Has visto cómo ahora dividimos el tiempo? Ya no decimos «en 2019» o «en 2023». Decimos «antes del COVID» o «después de la pandemia», verdad? Como si esos años hubieran partido la historia en dos. Y es que nos partieron. Nos marcaron tanto que ya no sabemos medir el tiempo sin esa referencia. Cierto que cuando alguien cuenta algo automáticamente preguntamos «¿eso fue antes o después?»?

El músculo de la vulnerabilidad se atrofió. Nos olvidamos de cómo se hace para sostener la mirada cuando alguien pregunta en serio cómo estamos. ¿Verdad que ahora hasta los abrazos se sienten raros? Como si hubiéramos perdido el manual de instrucciones de ser humanos.

Las preguntas le dan un tono más directo, más íntimo. Como si estuvieras hablando con el lector cara a cara, buscando esa complicidad.

“¡Todo bien!” y mientras lo digo, quizás estoy pensando en una cuenta vencida, en una discusión sin resolver, en esa ansiedad sorda que no grita pero empuja. Pero cómo decirle a alguien que eldía es un torbellino si lo que esperan es una señal verde para seguir caminando?

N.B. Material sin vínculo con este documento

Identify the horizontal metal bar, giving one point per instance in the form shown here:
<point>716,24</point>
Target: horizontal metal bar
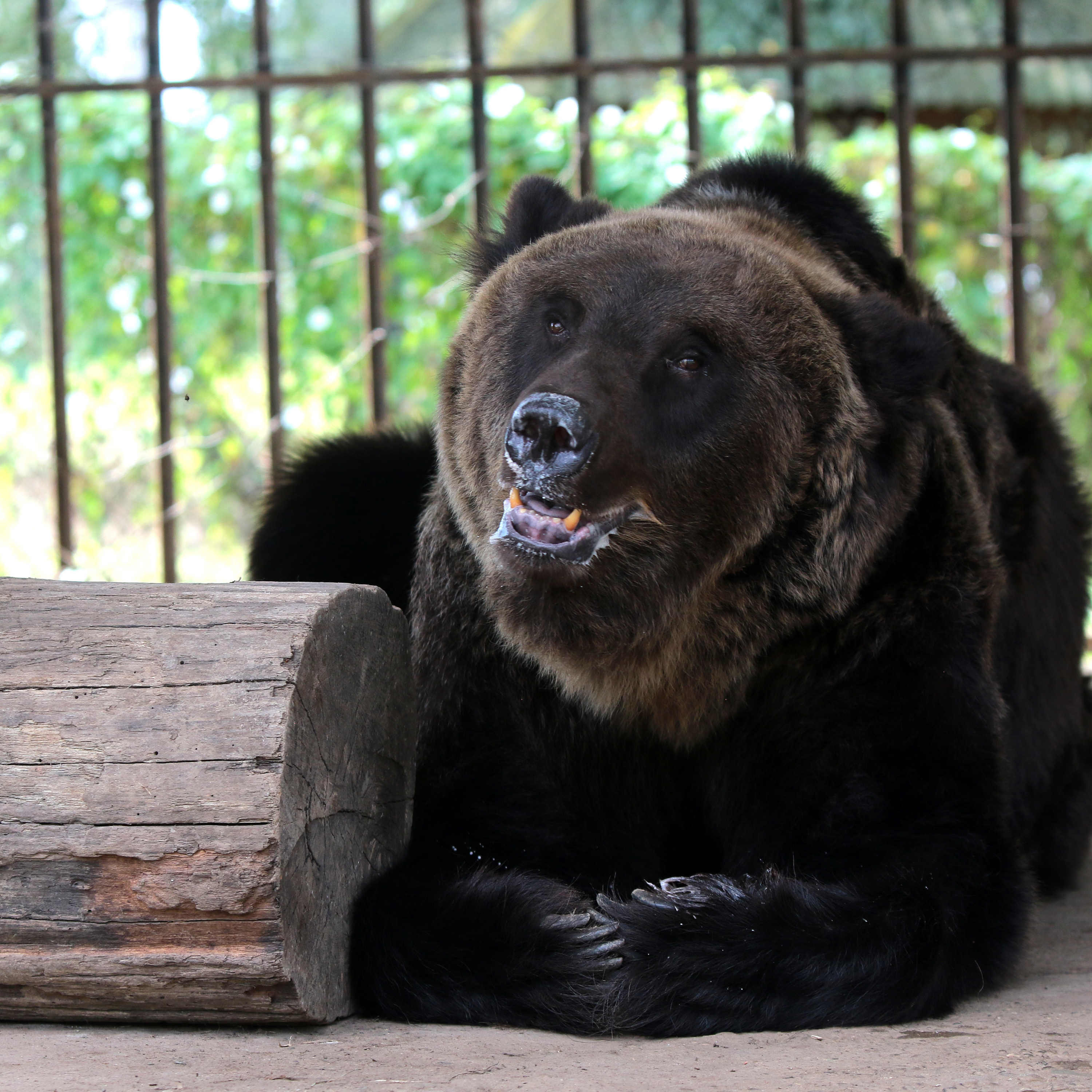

Nos decimos que no queremos cargar a otros con nuestra negatividad, que nadie quiere escuchar problemas ajenos en un mundo ya bastante jodido. Pero eso es mentira. Una mentira cómoda que nos ahorra el trabajo de ser reales. Porque la verdad no la veo negativa es humana. Contar que estás cansado no es negatividad, es honestidad. Admitir que tenés miedo no contamina el ambiente, lo humaniza. Creo que hemos confundido autenticidad con toxicidad, y en esa confusión perdimos la capacidad de conectar de verdad

Es curioso, porque hay momentos en que uno quisiera responder con la verdad desnuda,“Hoy me cuesta”, “Estoy cansado de fingir”, “Tengo miedo de no llegar a ningún lado”. Pero no lo hacemos. Tal vez porque sabemos que ese tipo de verdad no cabe en pasillos apurados, ni en ascensores, ni en mensajes de voz que no superan los 30 segundos. Vamos .. una coreografía colectiva de respuestas funcionales, como un filtro automático que disimula el ruido de fondo de nuestras vidas.

Y sin embargo, esa desconexión cotidiana también habla de algo más profundo. De cuánto nos cuesta, incluso con nosotros mismos, detenernos a escuchar lo que de verdad estamos sintiendo. Hay días en que ni yo sabría contestar con certeza cómo estoy. Días en que la respuesta más honesta sería un silencio.

Recuerdo una vez, en un mercado de Estambul, un vendedor me preguntó cómo estaba. No era un saludo mecánico. Me lo preguntó con una lentitud casi incómoda, como si no tuviera apuro por escuchar la respuesta. “I’m tired”, le dije sin pensar. Él me sonrió, asintió con la cabeza y sirvió dos tazas de té. Nos quedamos en silencio. Nadie explicó nada. Pero en ese gesto encontré más comprensión que en cientos de “todo bien” acumulados.

Quizás por eso escribo. Para desprogramar mis reflejos. Para encontrar las preguntas que ya no nos hacemos. ¿Cuándo fue la última vez que alguien te miró a los ojos y esperó, de verdad, a que pensaras tu respuesta? Cuándo fue la última vez que dijiste la verdad sin temor a incomodar?

Hay una ternura rara en admitir que estamos cansados de fingir. Y también una fuerza. Porque debajo del reflejo está la carne viva, la emoción cruda, el ser que todavía quiere conectar. En medio de tanta automatización emocional, a veces basta con un par de segundos más, una pausa, un respiro… y decir: “¿Sabes qué? No todo está bien. Pero estoy aquí.”